There was no real pressure until the Division Series against San Francisco. Sadly, those results were a precursor to this year’s performance under the strain of heightened expectations.

Rizzo would love to have a tried-and-true manager for a team that has plenty of win-now pieces, but pickings are slim when it comes to proven, retired free agents such as Johnson and fellow old-timer Jim Leyland. The same is true of active candidates with name recognition and big-time resumes. Mike Scioscia, who has a World Series ring and two American League Manager of the Year awards, had an opt-out clause with the Los Angeles Angels but on Monday announced he was returning.

“We’re going to bring in a group of people with diverse backgrounds, experiences and skill sets,” Rizzo said. “That’s something we didn’t do last time. We brought in candidates with little or no managerial experience.”

No one would complain if a candidate fitting the latter profile turned out like Mike Matheny. He spent four years in the St. Louis Cardinals’ front office upon retirement before landing in the dugout, having never managed at any level. All Matheny has done in four seasons is reach the playoffs every year.

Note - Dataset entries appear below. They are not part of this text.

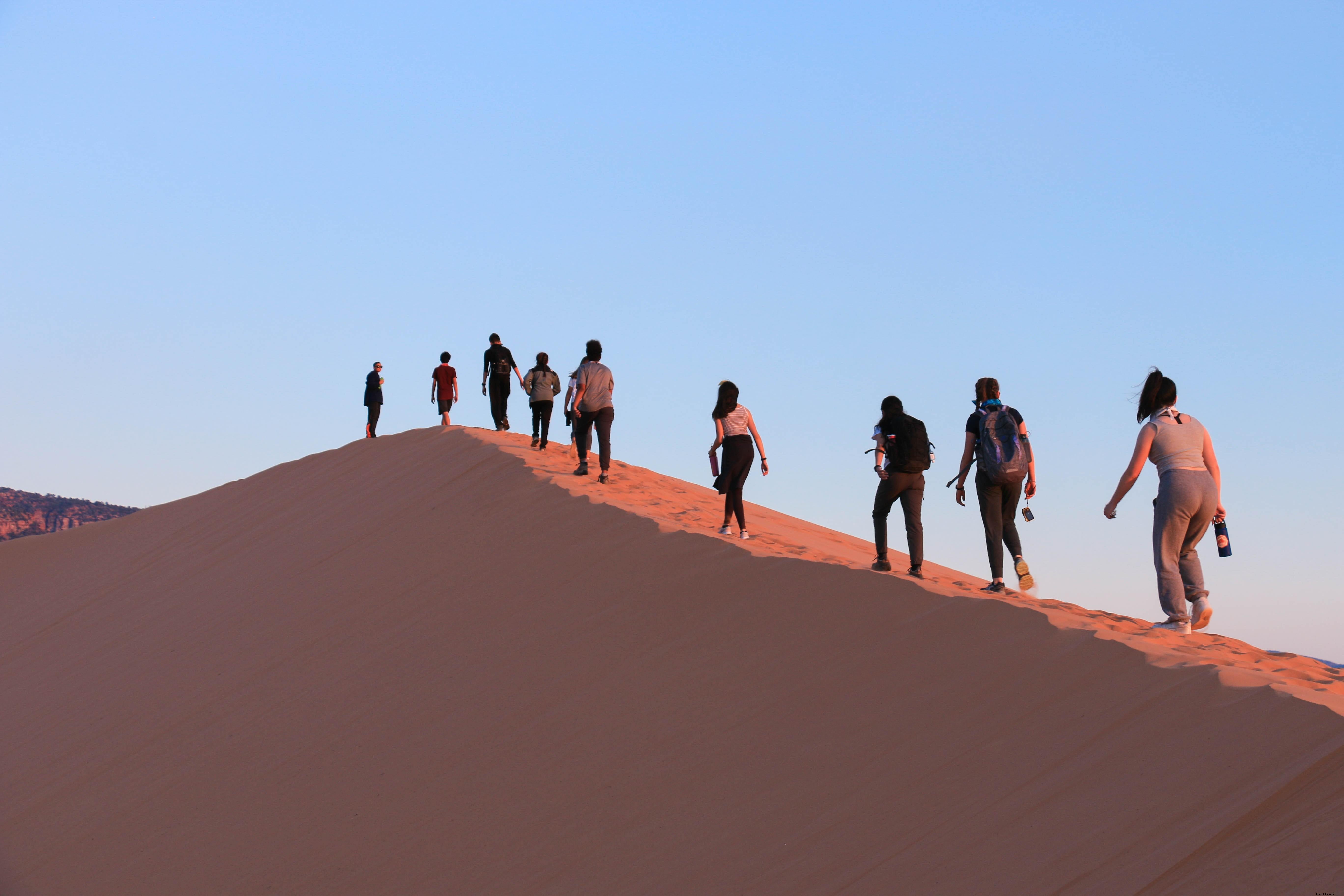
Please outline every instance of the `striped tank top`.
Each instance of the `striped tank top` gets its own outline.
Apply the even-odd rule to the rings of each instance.
[[[728,411],[727,416],[723,418],[723,438],[730,435],[751,435],[751,430],[747,429],[747,420],[751,414],[742,404]]]

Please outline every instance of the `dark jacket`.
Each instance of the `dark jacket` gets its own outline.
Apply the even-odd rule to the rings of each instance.
[[[364,377],[364,406],[382,404],[383,403],[383,387],[379,384],[380,380],[378,371],[370,371],[368,376]]]

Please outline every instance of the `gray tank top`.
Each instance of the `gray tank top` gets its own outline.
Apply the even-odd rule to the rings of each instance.
[[[1171,416],[1169,419],[1176,419]],[[1157,465],[1157,474],[1167,470],[1204,469],[1204,426],[1189,414],[1180,423],[1145,423],[1153,427],[1153,447],[1148,459]]]

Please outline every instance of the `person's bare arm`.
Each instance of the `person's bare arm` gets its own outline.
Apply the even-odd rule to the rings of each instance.
[[[722,427],[723,423],[720,422]],[[757,442],[757,450],[761,451],[761,476],[770,476],[770,463],[765,459],[765,442],[761,441],[761,434],[755,429],[755,418],[751,416],[751,411],[747,411],[747,429],[751,430],[751,438]]]
[[[1218,510],[1214,512],[1214,523],[1222,523],[1227,517],[1223,509],[1223,470],[1218,466],[1218,455],[1214,454],[1214,437],[1204,430],[1204,466],[1214,477],[1214,488],[1218,489]]]
[[[1116,485],[1116,493],[1110,496],[1110,501],[1106,502],[1102,513],[1106,514],[1107,520],[1116,519],[1116,508],[1120,502],[1129,494],[1129,489],[1134,488],[1134,482],[1138,481],[1138,476],[1144,472],[1144,461],[1148,459],[1148,453],[1153,449],[1153,427],[1144,426],[1138,430],[1138,438],[1134,441],[1134,454],[1129,458],[1129,466],[1125,472],[1120,474],[1120,482]]]
[[[1017,424],[1017,434],[1027,438],[1027,424]],[[1030,442],[1028,442],[1030,443]],[[1036,453],[1031,451],[1031,459],[1027,461],[1027,492],[1028,498],[1036,497]]]
[[[970,455],[976,450],[976,434],[966,433],[966,447],[961,450],[961,470],[957,474],[957,504],[966,506],[966,474],[970,473]]]

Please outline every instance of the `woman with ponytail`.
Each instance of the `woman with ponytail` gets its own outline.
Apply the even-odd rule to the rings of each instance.
[[[992,376],[976,380],[974,403],[974,412],[966,418],[966,442],[956,482],[957,504],[965,506],[966,474],[972,463],[977,466],[976,500],[980,504],[980,523],[985,528],[989,575],[993,576],[981,591],[1008,591],[1004,584],[1004,545],[1012,553],[1017,588],[1031,591],[1036,587],[1036,579],[1021,556],[1021,537],[1016,523],[1019,498],[1024,493],[1027,500],[1036,496],[1036,457],[1031,453],[1027,423],[1016,408],[1008,407],[999,398],[999,380]]]
[[[1227,513],[1222,500],[1223,474],[1208,430],[1176,410],[1176,383],[1156,367],[1138,395],[1138,422],[1144,429],[1138,431],[1134,454],[1102,512],[1107,520],[1116,519],[1116,508],[1134,488],[1144,461],[1152,461],[1160,477],[1153,501],[1153,566],[1157,599],[1167,614],[1167,621],[1153,627],[1189,634],[1214,617],[1195,545],[1208,524],[1222,523]]]
[[[714,420],[714,445],[710,446],[710,455],[712,457],[719,446],[723,446],[723,472],[714,480],[714,488],[723,496],[723,525],[719,528],[719,535],[732,535],[728,524],[737,514],[738,536],[750,539],[747,512],[742,504],[742,486],[746,485],[755,457],[751,450],[753,441],[761,449],[761,476],[770,476],[765,445],[757,433],[751,411],[738,404],[738,387],[728,380],[719,383],[719,400],[715,402],[710,418]]]
[[[872,568],[891,572],[887,560],[887,516],[891,505],[900,501],[906,517],[906,547],[910,548],[909,576],[922,579],[923,524],[919,513],[923,505],[923,470],[933,458],[925,424],[906,415],[905,406],[895,395],[882,399],[882,419],[872,427],[872,441],[878,443],[874,470],[878,473],[878,496],[872,500],[872,540],[878,559]],[[886,462],[883,462],[886,458]]]

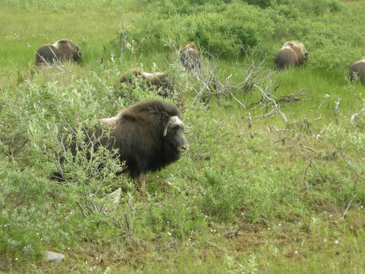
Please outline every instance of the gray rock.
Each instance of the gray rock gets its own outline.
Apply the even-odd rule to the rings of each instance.
[[[65,256],[60,253],[56,253],[52,251],[46,251],[46,260],[47,262],[59,264],[62,262]]]

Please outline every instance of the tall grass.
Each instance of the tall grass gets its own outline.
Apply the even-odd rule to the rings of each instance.
[[[347,77],[351,59],[363,50],[362,2],[280,0],[264,9],[255,1],[175,2],[0,3],[0,271],[364,272],[365,119],[364,113],[350,118],[365,107],[364,88]],[[310,54],[306,64],[274,72],[265,83],[273,81],[272,98],[305,93],[280,102],[286,122],[278,112],[267,116],[272,106],[260,101],[257,89],[239,91],[244,107],[228,95],[209,104],[194,101],[202,83],[182,69],[175,51],[190,41],[185,34],[193,28],[180,31],[186,25],[170,23],[179,18],[192,27],[201,24],[204,35],[192,38],[202,46],[200,38],[227,30],[232,21],[215,18],[217,11],[266,17],[255,18],[250,29],[260,42],[251,49],[253,60],[258,63],[267,54],[266,72],[284,41],[304,40]],[[201,21],[204,13],[209,20]],[[222,19],[219,28],[207,23],[215,18]],[[269,21],[275,24],[266,26]],[[360,26],[350,28],[351,22]],[[267,29],[254,31],[257,26]],[[122,56],[121,31],[129,43]],[[228,40],[218,48],[233,54],[213,57],[202,47],[203,74],[209,58],[216,80],[238,84],[250,60],[221,35],[215,42]],[[34,51],[62,38],[80,45],[83,59],[36,67]],[[62,149],[60,132],[91,127],[136,101],[161,99],[143,87],[118,89],[121,74],[136,68],[177,79],[177,92],[164,100],[182,110],[191,149],[147,175],[145,196],[127,175],[114,178],[119,166],[105,151],[94,155],[110,171],[102,184],[80,155],[68,166],[69,182],[50,180]],[[118,187],[115,209],[84,206],[100,204]],[[66,261],[45,262],[48,250]]]

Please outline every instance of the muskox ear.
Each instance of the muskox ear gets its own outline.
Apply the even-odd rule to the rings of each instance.
[[[101,119],[100,122],[102,124],[107,126],[110,128],[114,128],[118,125],[118,123],[119,122],[120,118],[119,116],[112,117],[111,118],[106,118],[104,119]]]

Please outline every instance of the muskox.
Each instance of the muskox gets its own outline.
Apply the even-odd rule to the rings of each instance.
[[[348,76],[351,81],[359,79],[363,86],[365,86],[365,56],[351,65]]]
[[[177,161],[189,147],[181,114],[177,106],[160,100],[141,102],[116,116],[101,119],[101,125],[85,130],[84,141],[94,149],[99,146],[116,149],[120,162],[125,161],[127,170],[144,191],[146,172]],[[70,146],[74,155],[78,150],[74,144]],[[62,177],[57,173],[53,177]]]
[[[201,56],[193,43],[188,44],[180,50],[180,60],[186,69],[197,71],[200,71],[201,69]]]
[[[76,62],[81,56],[80,48],[76,44],[71,40],[62,39],[53,45],[45,45],[38,49],[36,54],[36,64],[39,66],[55,61]]]
[[[298,41],[289,41],[276,53],[274,59],[274,68],[283,70],[298,67],[309,56],[308,52],[302,43]]]
[[[119,79],[119,83],[132,84],[135,77],[146,81],[146,85],[148,88],[161,88],[162,92],[160,92],[160,94],[164,97],[167,97],[173,90],[169,75],[164,73],[148,73],[138,70],[132,70],[124,74]]]

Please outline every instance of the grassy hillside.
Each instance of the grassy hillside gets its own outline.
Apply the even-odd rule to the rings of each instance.
[[[361,0],[0,1],[0,271],[365,272],[365,88],[347,79],[364,22]],[[83,58],[36,67],[63,38]],[[309,60],[273,71],[292,39]],[[191,41],[198,77],[178,61]],[[136,68],[170,74],[164,100],[190,131],[145,195],[112,153],[72,159],[59,139],[161,99],[116,85]],[[50,179],[60,154],[63,183]],[[95,210],[119,188],[115,208]]]

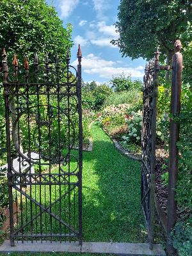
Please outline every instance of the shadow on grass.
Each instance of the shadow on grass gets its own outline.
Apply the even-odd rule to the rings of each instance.
[[[83,155],[84,241],[145,242],[140,164],[121,155],[96,124],[93,150]]]

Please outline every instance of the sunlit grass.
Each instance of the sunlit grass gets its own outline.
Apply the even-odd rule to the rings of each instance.
[[[147,233],[145,228],[144,219],[140,207],[140,164],[121,155],[114,147],[111,139],[102,129],[95,124],[92,129],[93,139],[93,150],[83,153],[83,241],[114,241],[114,242],[146,242]],[[72,154],[77,156],[77,151]],[[76,169],[76,163],[72,161],[72,170]],[[57,166],[52,173],[58,172]],[[67,166],[65,167],[67,170]],[[76,177],[70,177],[76,181]],[[65,193],[64,187],[60,186],[33,186],[31,196],[36,201],[41,202],[45,207],[49,207],[50,201],[53,202]],[[35,191],[36,189],[36,191]],[[29,194],[29,191],[28,194]],[[78,209],[74,202],[73,191],[70,198],[63,197],[53,204],[51,211],[60,214],[67,223],[77,228]],[[23,197],[24,198],[24,197]],[[70,200],[70,209],[68,202]],[[23,221],[28,222],[31,218],[31,209],[33,214],[40,214],[40,208],[28,200],[27,207],[23,201]],[[70,211],[71,218],[69,216]],[[43,234],[68,233],[64,225],[60,225],[48,213],[44,213],[37,220],[34,220],[26,227],[24,232]],[[75,216],[75,221],[74,217]],[[42,221],[40,221],[42,218]],[[21,221],[20,217],[20,221]],[[74,221],[74,222],[73,222]],[[42,225],[40,223],[42,222]],[[74,223],[76,222],[76,223]],[[49,240],[49,238],[48,238]]]

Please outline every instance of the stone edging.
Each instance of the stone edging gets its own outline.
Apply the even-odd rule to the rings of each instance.
[[[113,138],[111,138],[111,140],[117,150],[122,155],[130,157],[133,160],[141,161],[141,157],[136,157],[134,156],[132,154],[130,153],[129,151],[124,149],[116,140]]]

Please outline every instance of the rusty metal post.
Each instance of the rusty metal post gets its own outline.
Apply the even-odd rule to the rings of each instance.
[[[7,64],[6,54],[4,49],[3,51],[3,72],[4,106],[5,106],[5,120],[6,120],[6,149],[7,149],[7,177],[8,180],[8,193],[9,193],[9,209],[10,209],[10,245],[14,246],[14,239],[12,234],[14,230],[13,227],[13,193],[11,186],[12,181],[12,170],[11,170],[11,139],[10,139],[10,118],[9,115],[9,91],[10,88],[8,82],[8,67]]]
[[[171,115],[169,145],[169,177],[168,198],[168,222],[166,250],[169,255],[174,255],[175,249],[171,238],[171,232],[177,221],[177,202],[175,200],[175,187],[178,175],[179,150],[177,143],[179,140],[179,124],[174,120],[180,113],[180,92],[182,83],[182,56],[179,52],[181,43],[175,43],[175,54],[173,56],[173,72],[171,96]],[[172,118],[173,117],[173,118]]]
[[[82,99],[81,99],[81,59],[82,52],[79,45],[77,54],[77,97],[79,113],[79,244],[83,244],[82,227],[82,170],[83,170],[83,124],[82,124]]]

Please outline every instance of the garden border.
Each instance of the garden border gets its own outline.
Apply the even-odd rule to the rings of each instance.
[[[109,135],[108,135],[109,136]],[[110,137],[110,136],[109,136]],[[111,138],[111,137],[110,137]],[[127,157],[130,157],[133,160],[136,160],[136,161],[141,161],[141,157],[136,157],[135,156],[134,154],[130,153],[128,150],[126,150],[125,149],[124,149],[120,145],[120,143],[118,142],[117,140],[113,139],[113,138],[111,138],[111,139],[112,140],[113,144],[115,145],[115,147],[116,147],[116,150],[121,153],[122,155],[125,156]]]

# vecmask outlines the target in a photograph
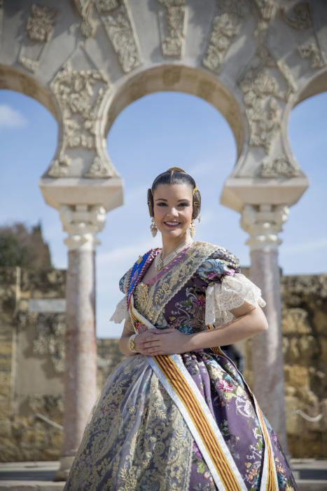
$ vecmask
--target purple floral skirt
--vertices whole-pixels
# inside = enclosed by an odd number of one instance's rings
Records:
[[[244,480],[260,490],[264,441],[253,403],[234,365],[209,350],[181,355],[204,396]],[[265,419],[282,491],[296,490],[289,464]],[[107,378],[95,405],[64,490],[217,490],[179,409],[136,355]]]

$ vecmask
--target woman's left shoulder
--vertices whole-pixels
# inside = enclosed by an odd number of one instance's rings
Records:
[[[221,280],[224,275],[232,276],[241,272],[238,257],[223,246],[198,241],[195,244],[208,249],[208,255],[197,270],[197,276],[207,282]]]

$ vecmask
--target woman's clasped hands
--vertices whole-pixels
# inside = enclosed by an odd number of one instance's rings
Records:
[[[177,329],[149,329],[134,338],[135,351],[143,355],[170,355],[190,351],[190,335]]]

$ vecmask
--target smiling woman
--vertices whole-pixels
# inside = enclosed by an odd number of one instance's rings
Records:
[[[162,247],[120,278],[111,320],[125,319],[127,358],[93,407],[65,491],[296,490],[276,433],[219,347],[266,330],[266,302],[232,253],[193,240],[200,206],[180,168],[148,190]]]

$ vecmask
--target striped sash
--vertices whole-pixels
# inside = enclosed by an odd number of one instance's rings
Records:
[[[148,329],[154,328],[155,326],[134,307],[133,295],[130,302],[130,314],[134,325],[141,323]],[[213,351],[230,360],[220,348],[214,348]],[[181,356],[178,354],[147,356],[146,359],[181,411],[219,491],[246,491],[245,483],[217,423],[197,386],[186,368]],[[247,384],[246,387],[249,389]],[[267,429],[256,400],[250,390],[249,392],[253,399],[265,441],[264,467],[260,490],[278,491],[273,452]]]

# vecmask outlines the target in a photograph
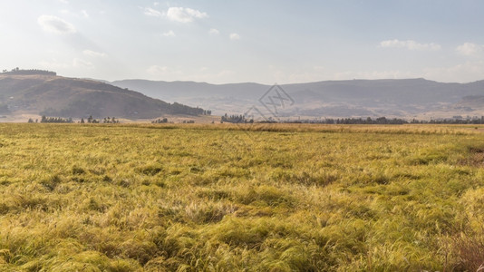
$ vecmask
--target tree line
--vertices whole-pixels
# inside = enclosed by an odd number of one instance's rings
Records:
[[[7,71],[4,69],[2,71],[3,73],[8,73],[8,74],[21,74],[21,75],[33,75],[33,74],[39,74],[39,75],[57,75],[57,73],[46,71],[46,70],[37,70],[37,69],[28,69],[24,70],[20,69],[18,67],[12,69],[11,71]]]

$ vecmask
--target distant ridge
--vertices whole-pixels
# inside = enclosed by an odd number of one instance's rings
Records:
[[[48,71],[16,69],[0,73],[0,112],[2,114],[126,119],[206,112],[201,108],[165,102],[105,83],[57,76]]]
[[[210,84],[147,80],[123,80],[111,83],[165,101],[210,108],[218,115],[225,112],[240,114],[253,105],[259,105],[259,98],[271,87],[257,83]],[[423,78],[355,79],[283,84],[281,88],[295,101],[294,106],[281,109],[281,117],[484,115],[481,110],[484,107],[479,106],[479,102],[466,110],[459,105],[464,97],[484,95],[484,81],[444,83]]]

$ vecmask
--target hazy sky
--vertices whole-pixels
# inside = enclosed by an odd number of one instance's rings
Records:
[[[484,1],[0,0],[0,69],[272,84],[484,79]]]

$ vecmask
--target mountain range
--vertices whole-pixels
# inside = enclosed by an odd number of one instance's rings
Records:
[[[208,111],[206,111],[206,110]],[[350,80],[265,85],[66,78],[16,70],[0,73],[0,114],[131,120],[167,114],[254,114],[264,118],[452,118],[484,115],[484,81]]]
[[[271,85],[123,80],[111,83],[164,101],[242,114],[251,108],[270,114],[262,102]],[[277,86],[292,100],[276,117],[447,118],[484,115],[484,81],[444,83],[425,79],[324,81]],[[273,112],[274,113],[274,112]],[[274,115],[274,114],[273,114]]]
[[[202,109],[169,103],[109,83],[20,70],[0,73],[0,114],[152,119],[165,114],[203,114]]]

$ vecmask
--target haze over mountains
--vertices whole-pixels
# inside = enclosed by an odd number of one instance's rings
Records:
[[[65,78],[55,73],[17,70],[0,73],[0,114],[151,119],[203,114],[202,109],[168,103],[108,83]]]
[[[271,88],[257,83],[209,84],[194,82],[124,80],[113,85],[164,101],[242,114],[264,108],[259,99]],[[451,118],[484,115],[484,81],[443,83],[425,79],[325,81],[280,86],[294,103],[281,105],[277,117]]]
[[[167,114],[202,115],[207,113],[205,109],[213,115],[257,112],[265,118],[281,119],[484,115],[484,81],[443,83],[425,79],[351,80],[272,87],[147,80],[109,83],[20,70],[0,73],[0,114],[139,120]]]

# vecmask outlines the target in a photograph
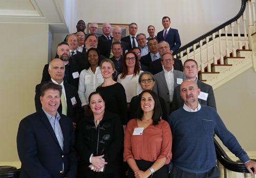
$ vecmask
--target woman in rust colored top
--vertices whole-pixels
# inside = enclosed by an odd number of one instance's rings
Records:
[[[167,164],[172,158],[172,136],[168,123],[160,118],[157,95],[141,93],[137,118],[130,120],[124,134],[124,161],[130,168],[128,177],[168,177]]]

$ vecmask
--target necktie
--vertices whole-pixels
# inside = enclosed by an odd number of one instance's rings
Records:
[[[64,94],[63,92],[61,91],[61,97],[60,97],[60,102],[61,102],[61,106],[62,107],[62,110],[61,111],[61,113],[67,116],[67,105],[66,104],[66,100],[65,97],[64,96]]]
[[[73,57],[73,56],[74,56],[74,54],[75,53],[75,52],[74,51],[72,51],[71,52],[71,57]]]
[[[165,40],[167,36],[167,30],[165,30],[165,32],[164,32],[164,34],[163,35],[163,40]]]
[[[135,43],[135,40],[134,39],[134,38],[135,38],[135,37],[134,36],[133,36],[133,48],[136,46],[136,44]]]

Rizzo has to get this hire right in order to continue enjoying his handiwork. He still has a fine batting average but he erred in tabbing Williams and adding Jonathan Papelbon at the trade deadline. Picking the next manager will define Rizzo as much as stocking the farm system and constructing a major-league club that has the third-most victories since 2012.

“We feel like we’re one of the really stable and good organizations in baseball,” he said.

Agreed.

But that assessment is subject to change unless he makes a better managerial decision this time around.